IUSPORT se ha hecho eco este sábado de una información de El País según la cual la RFEF está estudiando seriamente llevar la Supercopa a EEUU.
No pasa nada porque la Real Federación Española de Fútbol decida llevar la Supercopa a Tánger, obviando que una competición oficial se transforma a partido único para que el FC Barcelona pueda disputar un “bolo” de verano, que uno de los participantes (el Sevilla) se negaba expresamente a ello y que incluso las condiciones de comercialización de la retransmisión televisiva habían sido a doble partido.
Empieza a pasar cuando la Liga Profesional solicita disputar un partido (uno solo, de 380) de competición, con el acuerdo de los participantes, en Estados Unidos y se le dice que no.
O sea, yo sí y tú no. Y para ello te pido diferentes requisitos que no me he solicitado a mí misma.
Pasa un poco más cuando se sabe que Rubiales ha estado negociando la Supercopa del año que viene nuevamente en el extranjero, lo que incrementa el agravio comparativo respecto de la Liga Profesional y la posición de superioridad federativa (en base a una norma de FIFA, no del ordenamiento español, cuidado) en el negocio de la venta de derechos audiovisuales de partidos oficiales de clubes españoles fuera de España.
Pero la cosa es ya insostenible cuando, según El País, Rubiales pretende sentarse precisamente a la mesa de la empresa que firmó con la LaLiga el partido de Miami para decirle “negocia conmigo, con este otro no puedes porque yo no le dejo hacerlo. Pero conmigo sí”.
Y ello cuando todavía no existe siquiera una resolución al respecto. Porque si la respuesta es que no, está claro que la Federación ha aprovechado una posición de aparente dominio para eliminar a un competidor directo en su propio beneficio, contrario a cualquier norma ética e incluso posiblemente fuera del marco legal sobre competencia, y al límite de determinados preceptos disciplinarios e incluso penales.
Y si ahora es que sí y la Supercopa también se va a USA, sonará a cambalache, aprovechando esa actuación clave para el partido de la Liga.
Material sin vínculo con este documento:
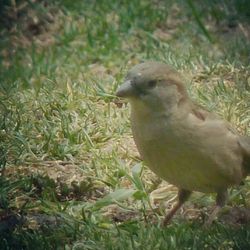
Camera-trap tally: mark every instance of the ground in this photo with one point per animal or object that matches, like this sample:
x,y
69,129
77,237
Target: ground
x,y
71,176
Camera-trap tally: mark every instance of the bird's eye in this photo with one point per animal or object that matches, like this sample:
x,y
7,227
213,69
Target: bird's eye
x,y
152,83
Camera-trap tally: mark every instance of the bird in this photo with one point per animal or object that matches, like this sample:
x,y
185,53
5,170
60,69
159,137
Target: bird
x,y
180,141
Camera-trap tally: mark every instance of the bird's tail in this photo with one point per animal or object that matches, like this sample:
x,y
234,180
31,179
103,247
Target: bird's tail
x,y
244,142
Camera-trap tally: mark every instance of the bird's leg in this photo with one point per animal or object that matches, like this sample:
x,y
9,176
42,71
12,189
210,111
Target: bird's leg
x,y
220,202
183,195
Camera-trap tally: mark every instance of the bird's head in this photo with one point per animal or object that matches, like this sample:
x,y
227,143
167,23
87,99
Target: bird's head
x,y
153,84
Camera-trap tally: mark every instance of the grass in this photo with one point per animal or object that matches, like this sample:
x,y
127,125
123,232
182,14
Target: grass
x,y
70,174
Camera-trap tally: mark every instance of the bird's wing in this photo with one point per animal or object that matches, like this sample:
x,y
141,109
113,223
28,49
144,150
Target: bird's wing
x,y
244,142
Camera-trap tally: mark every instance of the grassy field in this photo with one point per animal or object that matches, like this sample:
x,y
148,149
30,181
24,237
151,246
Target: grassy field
x,y
71,177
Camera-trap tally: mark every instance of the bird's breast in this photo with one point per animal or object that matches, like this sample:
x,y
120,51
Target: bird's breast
x,y
176,156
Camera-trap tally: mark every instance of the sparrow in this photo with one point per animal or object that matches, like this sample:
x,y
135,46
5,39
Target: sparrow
x,y
181,142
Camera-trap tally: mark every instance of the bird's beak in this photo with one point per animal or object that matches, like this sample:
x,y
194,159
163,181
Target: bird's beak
x,y
125,90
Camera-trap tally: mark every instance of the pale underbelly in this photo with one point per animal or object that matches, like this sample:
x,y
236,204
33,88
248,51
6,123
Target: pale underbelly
x,y
187,169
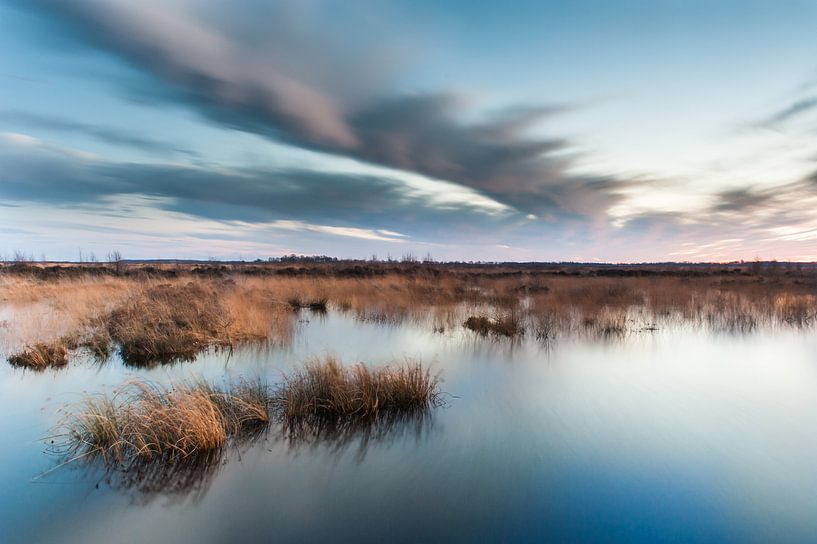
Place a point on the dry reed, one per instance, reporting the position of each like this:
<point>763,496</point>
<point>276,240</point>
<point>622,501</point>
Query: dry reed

Un error estratégico que va a hacer mella en la imagen de la RFEF.
Por otra parte, resultará muy curioso que entre una Supercopa extranjera y otra, FIFA y la RFEF nieguen a la LaLiga poder hacer lo mismo que hacen ellos, no en una relevante final sino en un partido de toda una liga.
Una FIFA, que al igual que Rubiales, cometió el torpe error de pronunciarse antes de que lo haga quien debe hacerlo (la junta directiva de la RFEF).
Por cierto, ¿cómo va a saltarse la RFEF el criterio aplicado por la FIFA a LaLiga?
Recuérdese que el criterio del consejo de la FIFA es que las competiciones nacionales deben disputarse en cada país.
O al revés, ¿qué va a decir ahora la FIFA cuando "informe" sobre este partido de la Supercopa de España en EEUU?